With the government borrowing more than 40 cents of every dollar it spends, Republicans see the need to increase the debt limit as an opportunity to make deep spending cuts. Benefit programs such as Medicare and Medicaid could face some cuts, but not the overhaul called for in the House GOP budget plan.

Cantor came to the talks with $715 billion in proposed savings — culled from a GOP budget plan that passed the House last month — from other benefit programs, including cuts to farm subsidies, loan subsidies for college and graduate students, and food stamps, according to an aide.

Camp said Obama's debt commission pointed to cuts that can be made in Medicare. One big item would involve revamping Medicare's rules so beneficiaries pay a greater share of everyday medical expenses but gain more protection from catastrophic costs. The bipartisan plan also would squeeze savings from drug makers, hospitals and home health agencies.

In addition to Cantor, Thursday's group included the second-ranking Senate Republican leader, Arizona's Jon Kyl; the chairman of the Senate Appropriations Committee, Hawaii Democrat Daniel Inouye; the chairman of the Senate Finance Committee, Montana Democrat Max Baucus, and senior House Democrats Jim Clyburn of South Carolina and Chris Van Hollen of Maryland. Treasury Secretary Timothy Geithner and White House budget director Jacob Lew were the top-ranking administration officials backing up Biden.

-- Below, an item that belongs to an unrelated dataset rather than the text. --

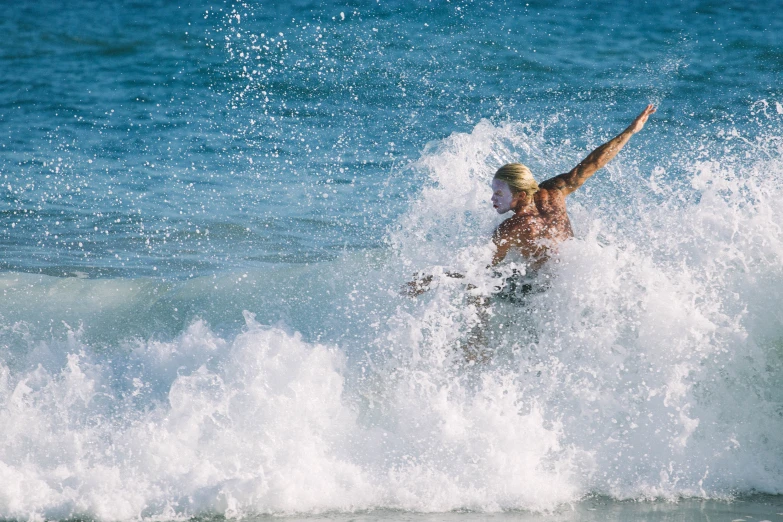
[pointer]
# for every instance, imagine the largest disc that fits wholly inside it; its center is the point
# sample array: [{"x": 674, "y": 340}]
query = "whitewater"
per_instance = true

As senior as the group is, it'll take the involvement of the president himself, as well as Boehner and the top leaders in the Senate to reach an agreement.

The deficit could reach $1.6 trillion this year, so both sides are setting modest expectations. But they said the meeting offered a chance to identify even small cuts that can build toward a broader agreement.

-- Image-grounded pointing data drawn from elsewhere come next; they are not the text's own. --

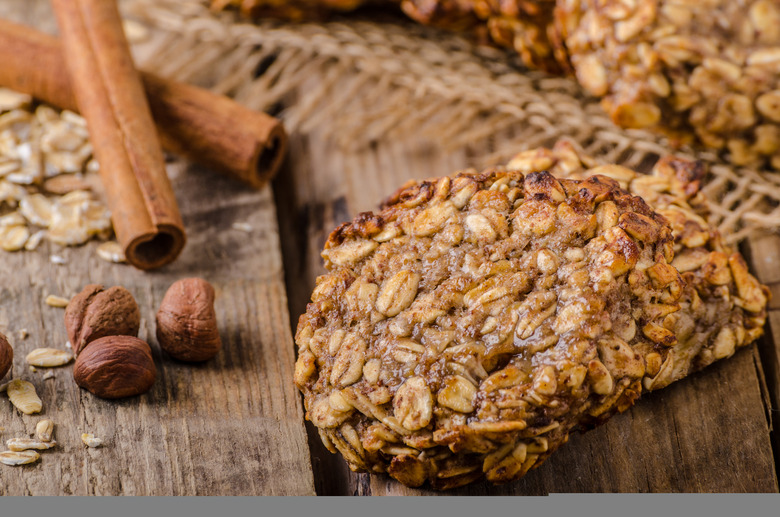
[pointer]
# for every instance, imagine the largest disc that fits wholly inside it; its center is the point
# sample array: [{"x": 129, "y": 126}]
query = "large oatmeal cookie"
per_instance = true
[
  {"x": 723, "y": 307},
  {"x": 466, "y": 328},
  {"x": 708, "y": 69}
]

Treasury Secretary Timothy Geithner took some pressure off the talks when he told Congress this week that the government can meet its obligations through Aug. 2, by using a series of bookkeeping maneuvers. That's nearly a month longer than the July 8 deadline Geithner had cited previously.

The government is borrowing an average of $125 billion a month.

House Republicans have passed a budget blueprint that aims to cut spending by more than $5 trillion over the next decade. Biden sought to flesh out a plan that President Barack Obama outlined last month that would reduce deficits by $4 trillion over 12 years.

Obama's proposal calls for about $1 trillion in higher tax revenues, a nonstarter with House Republicans.

Negotiators planned to meet again Tuesday.